The UC endowment has a $1.1 billion cash position, while the pension plan has $5 billion in cash.

UC investment officials Tuesday cited one possible area of expansion: building up real assets, including real estate.

The UC endowment has traditionally lagged other major university endowments in private markets.

UC statistics show that real asset investments make up only around $700 million of the $11.4 billion endowment. The pension plan also has a relatively small real estate portfolio, just under $4 billion.

In another major initiative, Bachher told the investment subcommittee that his office continues to reduce the number of external investments managers.

He said when he took the role in April 2014, there were 340 outside managers. Now the number is around 120, and the ultimate goal is the reduction of another approximately 20 managers.

“I would like it to be around 100,” he said. “It keeps our life simple. Less is more is important, but keeping it simple is really important, too. That is where the bulk of the work is left.”

Bachher did not offer a timetable for the additional reductions.

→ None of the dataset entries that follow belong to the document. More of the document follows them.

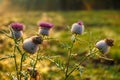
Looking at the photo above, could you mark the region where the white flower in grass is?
[96,39,114,53]
[23,36,43,54]
[71,21,84,34]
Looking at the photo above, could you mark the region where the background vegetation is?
[0,0,120,80]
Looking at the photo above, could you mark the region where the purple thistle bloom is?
[39,22,54,28]
[10,22,24,31]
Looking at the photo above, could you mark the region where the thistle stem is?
[13,45,19,80]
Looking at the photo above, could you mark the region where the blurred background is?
[0,0,120,80]
[0,0,120,11]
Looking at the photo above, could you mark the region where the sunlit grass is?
[0,11,120,80]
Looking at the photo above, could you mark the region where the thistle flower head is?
[71,21,84,34]
[10,22,24,31]
[39,22,54,28]
[27,68,38,78]
[78,21,83,25]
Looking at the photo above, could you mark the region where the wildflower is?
[71,21,84,34]
[27,68,38,78]
[96,39,114,53]
[39,22,54,36]
[10,22,24,39]
[23,36,43,54]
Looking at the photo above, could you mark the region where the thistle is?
[96,39,114,53]
[10,22,24,39]
[23,36,43,54]
[39,22,54,36]
[71,21,84,34]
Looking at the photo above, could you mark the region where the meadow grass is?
[0,11,120,80]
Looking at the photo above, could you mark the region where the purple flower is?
[23,36,43,54]
[95,39,114,53]
[10,22,24,31]
[39,22,54,28]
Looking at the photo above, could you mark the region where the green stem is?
[30,51,39,80]
[65,55,90,80]
[20,53,25,80]
[13,45,19,80]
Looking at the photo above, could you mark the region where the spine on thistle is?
[23,36,43,54]
[10,22,24,39]
[71,21,84,35]
[39,22,54,36]
[95,39,114,53]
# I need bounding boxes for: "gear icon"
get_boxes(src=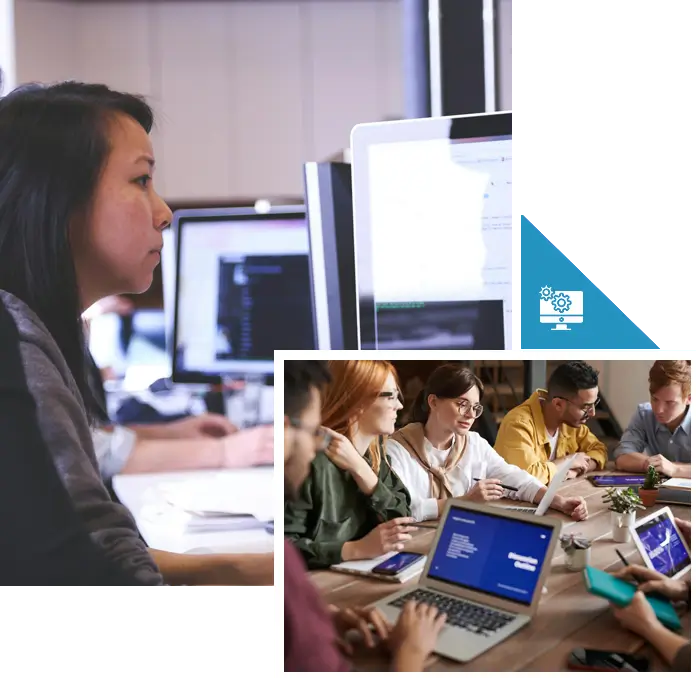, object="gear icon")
[551,292,571,313]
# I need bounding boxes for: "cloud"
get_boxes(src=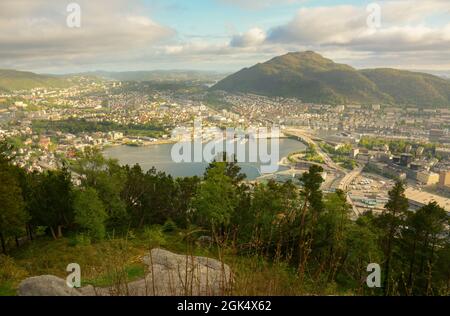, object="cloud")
[0,0,176,68]
[216,0,308,10]
[0,0,450,72]
[224,0,450,68]
[230,27,266,47]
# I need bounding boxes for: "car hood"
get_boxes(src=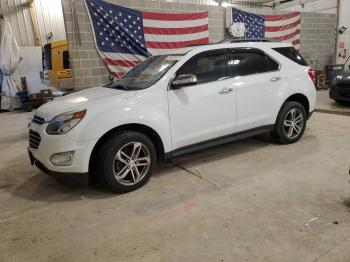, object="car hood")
[35,86,136,121]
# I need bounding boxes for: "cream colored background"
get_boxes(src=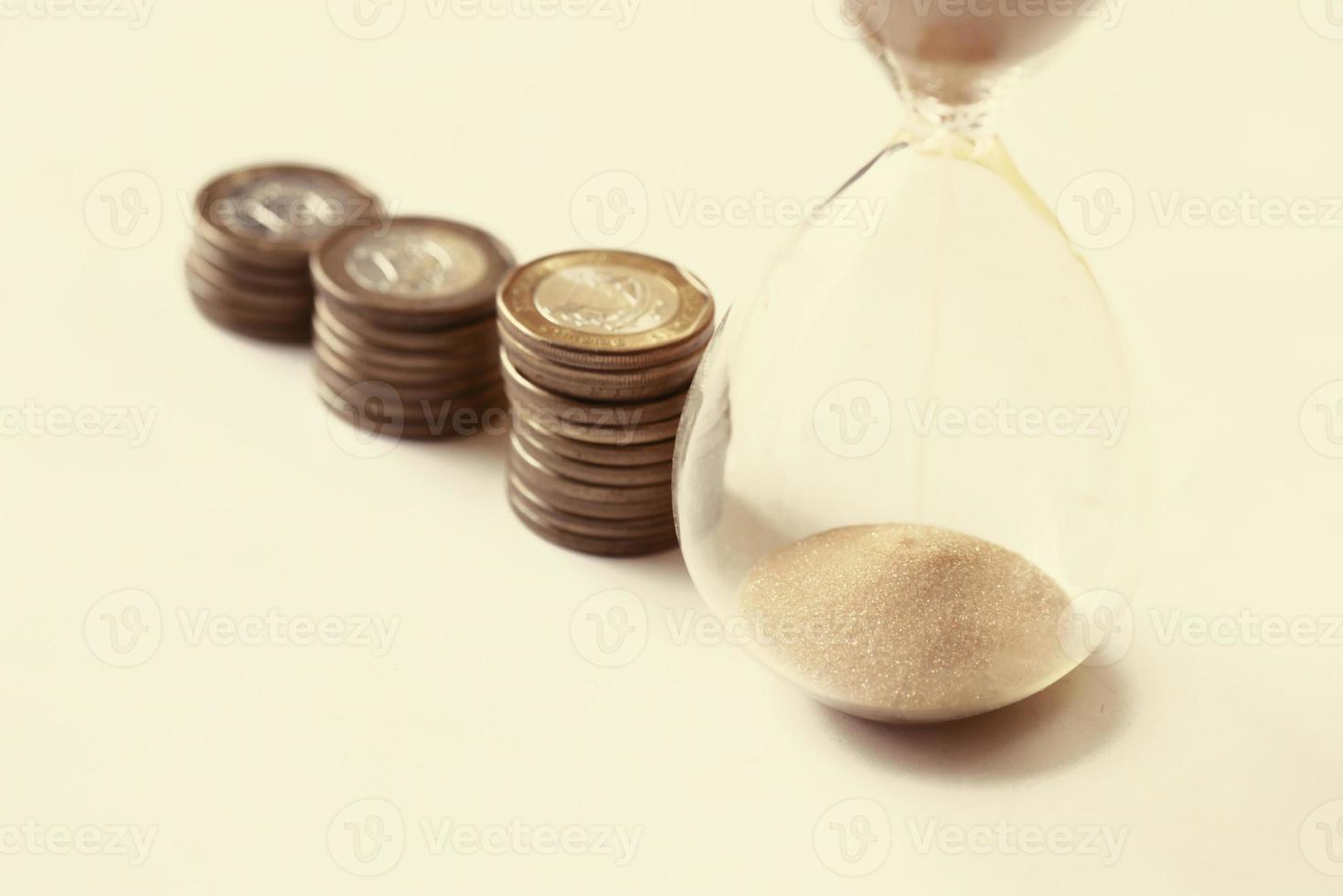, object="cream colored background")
[0,0,1343,896]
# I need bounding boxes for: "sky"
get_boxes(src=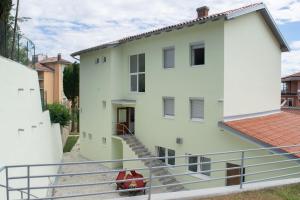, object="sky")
[12,0,300,75]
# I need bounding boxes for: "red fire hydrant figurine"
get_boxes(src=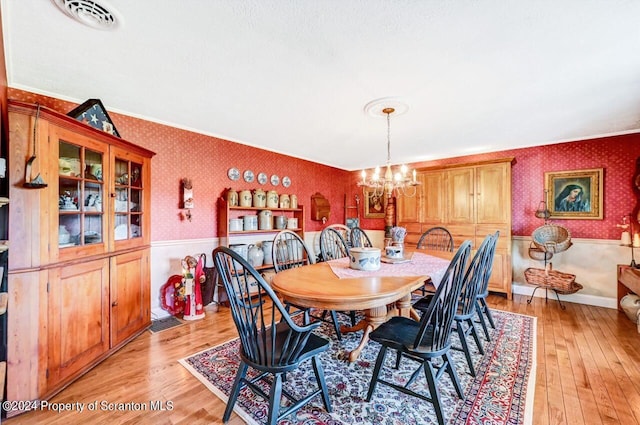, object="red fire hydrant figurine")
[182,255,206,320]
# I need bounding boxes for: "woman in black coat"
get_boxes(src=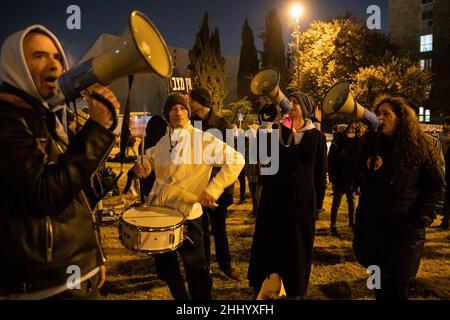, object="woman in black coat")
[353,96,445,300]
[248,93,327,297]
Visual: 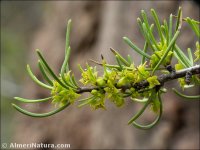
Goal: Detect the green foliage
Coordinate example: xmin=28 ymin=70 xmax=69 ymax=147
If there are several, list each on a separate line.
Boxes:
xmin=13 ymin=8 xmax=200 ymax=129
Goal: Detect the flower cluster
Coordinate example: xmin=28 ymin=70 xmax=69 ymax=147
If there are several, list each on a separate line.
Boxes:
xmin=13 ymin=8 xmax=200 ymax=129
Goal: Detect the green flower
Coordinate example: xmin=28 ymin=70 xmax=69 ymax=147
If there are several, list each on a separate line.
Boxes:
xmin=89 ymin=90 xmax=106 ymax=109
xmin=79 ymin=64 xmax=97 ymax=85
xmin=51 ymin=81 xmax=80 ymax=106
xmin=147 ymin=76 xmax=160 ymax=88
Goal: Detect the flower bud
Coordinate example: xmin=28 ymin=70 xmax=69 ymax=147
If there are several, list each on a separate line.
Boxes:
xmin=96 ymin=77 xmax=106 ymax=86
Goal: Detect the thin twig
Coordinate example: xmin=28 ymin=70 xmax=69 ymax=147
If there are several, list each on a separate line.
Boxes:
xmin=77 ymin=65 xmax=200 ymax=93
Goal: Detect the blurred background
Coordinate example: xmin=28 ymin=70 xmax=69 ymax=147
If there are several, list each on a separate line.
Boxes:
xmin=1 ymin=1 xmax=199 ymax=149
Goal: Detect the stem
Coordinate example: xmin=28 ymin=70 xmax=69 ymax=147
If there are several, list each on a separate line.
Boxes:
xmin=77 ymin=65 xmax=200 ymax=94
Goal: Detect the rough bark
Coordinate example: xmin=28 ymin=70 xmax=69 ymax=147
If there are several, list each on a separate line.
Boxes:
xmin=15 ymin=1 xmax=199 ymax=149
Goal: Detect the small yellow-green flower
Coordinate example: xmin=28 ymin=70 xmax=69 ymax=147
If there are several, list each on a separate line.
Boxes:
xmin=147 ymin=76 xmax=160 ymax=88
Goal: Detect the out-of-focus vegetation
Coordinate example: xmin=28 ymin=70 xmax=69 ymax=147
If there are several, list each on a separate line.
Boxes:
xmin=1 ymin=1 xmax=44 ymax=142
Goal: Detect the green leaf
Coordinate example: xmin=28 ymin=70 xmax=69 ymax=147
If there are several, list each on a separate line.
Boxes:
xmin=123 ymin=37 xmax=151 ymax=59
xmin=186 ymin=17 xmax=200 ymax=38
xmin=169 ymin=14 xmax=173 ymax=41
xmin=110 ymin=48 xmax=131 ymax=66
xmin=132 ymin=92 xmax=163 ymax=130
xmin=151 ymin=9 xmax=164 ymax=44
xmin=141 ymin=41 xmax=148 ymax=64
xmin=147 ymin=76 xmax=160 ymax=89
xmin=38 ymin=60 xmax=53 ymax=86
xmin=152 ymin=30 xmax=180 ymax=75
xmin=174 ymin=44 xmax=192 ymax=68
xmin=26 ymin=65 xmax=53 ymax=90
xmin=187 ymin=48 xmax=194 ymax=66
xmin=36 ymin=49 xmax=68 ymax=89
xmin=172 ymin=88 xmax=200 ymax=100
xmin=175 ymin=7 xmax=182 ymax=31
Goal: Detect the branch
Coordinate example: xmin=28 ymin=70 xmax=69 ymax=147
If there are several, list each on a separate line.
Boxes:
xmin=77 ymin=65 xmax=200 ymax=93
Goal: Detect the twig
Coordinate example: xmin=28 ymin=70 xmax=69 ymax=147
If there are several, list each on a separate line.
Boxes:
xmin=77 ymin=65 xmax=200 ymax=93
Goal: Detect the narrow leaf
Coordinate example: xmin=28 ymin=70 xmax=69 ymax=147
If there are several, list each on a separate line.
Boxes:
xmin=26 ymin=65 xmax=53 ymax=89
xmin=123 ymin=37 xmax=151 ymax=59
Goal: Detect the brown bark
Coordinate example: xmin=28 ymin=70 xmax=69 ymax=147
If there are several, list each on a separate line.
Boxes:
xmin=15 ymin=1 xmax=199 ymax=149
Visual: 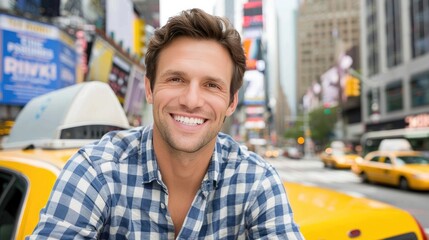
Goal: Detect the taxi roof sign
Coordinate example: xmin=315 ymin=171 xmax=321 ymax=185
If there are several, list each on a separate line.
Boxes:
xmin=2 ymin=81 xmax=130 ymax=149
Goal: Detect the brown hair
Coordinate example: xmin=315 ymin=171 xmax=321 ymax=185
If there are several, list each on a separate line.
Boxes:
xmin=145 ymin=8 xmax=246 ymax=102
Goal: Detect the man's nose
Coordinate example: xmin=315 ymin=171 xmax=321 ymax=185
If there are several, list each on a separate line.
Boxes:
xmin=179 ymin=83 xmax=204 ymax=109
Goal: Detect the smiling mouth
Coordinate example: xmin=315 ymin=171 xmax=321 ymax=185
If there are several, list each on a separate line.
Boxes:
xmin=173 ymin=115 xmax=205 ymax=126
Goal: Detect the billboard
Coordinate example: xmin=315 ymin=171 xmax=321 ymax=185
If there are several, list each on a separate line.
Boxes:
xmin=0 ymin=14 xmax=77 ymax=105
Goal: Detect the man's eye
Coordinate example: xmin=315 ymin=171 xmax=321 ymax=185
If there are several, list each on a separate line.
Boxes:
xmin=207 ymin=83 xmax=219 ymax=88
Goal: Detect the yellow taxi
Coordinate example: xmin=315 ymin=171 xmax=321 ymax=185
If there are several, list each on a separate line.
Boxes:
xmin=0 ymin=83 xmax=427 ymax=240
xmin=352 ymin=150 xmax=429 ymax=190
xmin=319 ymin=148 xmax=361 ymax=169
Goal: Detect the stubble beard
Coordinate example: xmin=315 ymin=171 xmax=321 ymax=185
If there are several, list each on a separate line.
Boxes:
xmin=155 ymin=117 xmax=220 ymax=153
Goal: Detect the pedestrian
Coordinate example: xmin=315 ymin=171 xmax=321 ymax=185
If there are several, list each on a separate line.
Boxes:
xmin=27 ymin=9 xmax=303 ymax=239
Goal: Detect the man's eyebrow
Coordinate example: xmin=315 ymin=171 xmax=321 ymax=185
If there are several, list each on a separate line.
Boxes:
xmin=160 ymin=70 xmax=186 ymax=77
xmin=160 ymin=70 xmax=225 ymax=83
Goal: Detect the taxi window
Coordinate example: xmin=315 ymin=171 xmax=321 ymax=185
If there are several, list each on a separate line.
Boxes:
xmin=0 ymin=168 xmax=27 ymax=239
xmin=384 ymin=157 xmax=392 ymax=164
xmin=370 ymin=156 xmax=380 ymax=162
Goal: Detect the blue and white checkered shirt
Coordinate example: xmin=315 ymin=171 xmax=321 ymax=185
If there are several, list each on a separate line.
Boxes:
xmin=27 ymin=127 xmax=303 ymax=240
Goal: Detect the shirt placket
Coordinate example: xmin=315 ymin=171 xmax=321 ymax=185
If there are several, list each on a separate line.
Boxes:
xmin=177 ymin=182 xmax=209 ymax=240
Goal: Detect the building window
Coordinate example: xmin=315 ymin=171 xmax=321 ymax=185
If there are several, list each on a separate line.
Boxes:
xmin=410 ymin=72 xmax=429 ymax=107
xmin=386 ymin=81 xmax=404 ymax=112
xmin=385 ymin=0 xmax=402 ymax=67
xmin=410 ymin=0 xmax=429 ymax=58
xmin=366 ymin=88 xmax=380 ymax=117
xmin=366 ymin=0 xmax=379 ymax=76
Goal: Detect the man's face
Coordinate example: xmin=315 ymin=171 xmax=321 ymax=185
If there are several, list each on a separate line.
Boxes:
xmin=145 ymin=37 xmax=237 ymax=153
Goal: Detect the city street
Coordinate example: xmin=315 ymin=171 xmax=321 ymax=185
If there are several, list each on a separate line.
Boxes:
xmin=267 ymin=157 xmax=429 ymax=235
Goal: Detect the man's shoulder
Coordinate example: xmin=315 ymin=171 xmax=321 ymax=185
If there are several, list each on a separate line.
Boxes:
xmin=217 ymin=133 xmax=271 ymax=169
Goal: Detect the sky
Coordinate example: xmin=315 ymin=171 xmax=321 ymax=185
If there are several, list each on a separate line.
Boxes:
xmin=159 ymin=0 xmax=215 ymax=26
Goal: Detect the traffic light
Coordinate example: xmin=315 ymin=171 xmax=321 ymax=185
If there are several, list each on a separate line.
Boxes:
xmin=344 ymin=75 xmax=360 ymax=97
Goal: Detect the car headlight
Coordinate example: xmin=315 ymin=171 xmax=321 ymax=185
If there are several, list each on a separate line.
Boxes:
xmin=413 ymin=173 xmax=429 ymax=180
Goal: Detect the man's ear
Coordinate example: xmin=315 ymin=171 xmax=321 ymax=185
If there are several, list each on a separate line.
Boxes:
xmin=226 ymin=91 xmax=238 ymax=117
xmin=144 ymin=76 xmax=153 ymax=104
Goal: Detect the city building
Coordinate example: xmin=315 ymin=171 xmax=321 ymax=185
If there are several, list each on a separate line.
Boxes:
xmin=296 ymin=0 xmax=363 ymax=142
xmin=360 ymin=0 xmax=429 ymax=131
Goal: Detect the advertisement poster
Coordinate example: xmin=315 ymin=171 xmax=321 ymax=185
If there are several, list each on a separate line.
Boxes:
xmin=87 ymin=37 xmax=115 ymax=83
xmin=0 ymin=14 xmax=77 ymax=105
xmin=124 ymin=66 xmax=145 ymax=120
xmin=109 ymin=55 xmax=131 ymax=105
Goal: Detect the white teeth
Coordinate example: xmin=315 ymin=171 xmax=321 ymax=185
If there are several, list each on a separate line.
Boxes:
xmin=174 ymin=116 xmax=204 ymax=126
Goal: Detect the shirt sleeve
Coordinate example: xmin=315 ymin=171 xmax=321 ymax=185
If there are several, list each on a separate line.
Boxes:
xmin=247 ymin=167 xmax=304 ymax=240
xmin=26 ymin=153 xmax=109 ymax=240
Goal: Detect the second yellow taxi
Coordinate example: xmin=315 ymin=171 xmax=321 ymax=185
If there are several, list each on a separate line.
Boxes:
xmin=352 ymin=150 xmax=429 ymax=190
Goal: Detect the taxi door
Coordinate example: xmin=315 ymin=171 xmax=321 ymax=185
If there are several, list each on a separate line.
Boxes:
xmin=380 ymin=156 xmax=394 ymax=184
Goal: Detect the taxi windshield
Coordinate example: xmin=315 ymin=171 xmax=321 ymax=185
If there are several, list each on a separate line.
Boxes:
xmin=396 ymin=156 xmax=429 ymax=165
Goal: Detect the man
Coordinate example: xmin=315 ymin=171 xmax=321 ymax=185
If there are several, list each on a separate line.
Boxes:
xmin=29 ymin=9 xmax=302 ymax=239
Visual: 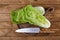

He said the reductions have saved the university around $300 million, which could increase to as much as $500 million when additional managers are terminated.

Sherman said fewer managers have given the university more negotiating power to obtain fee reductions.

Many of the manager reductions have occurred in the equities asset class and are part of a program to manage more equity strategies in-house.

Scott Chan, a senior management director at the UC Investment office, told the investment subcommittee Tuesday that the number of outside equity managers for the UC endowment had dropped to 13 currently from 42 when Bachher took over in 2014.

Chan told CIO that most of the 13 managers specialize in equity strategies that invest outside the US, where specialized investment expertise can still make a difference in producing excess returns.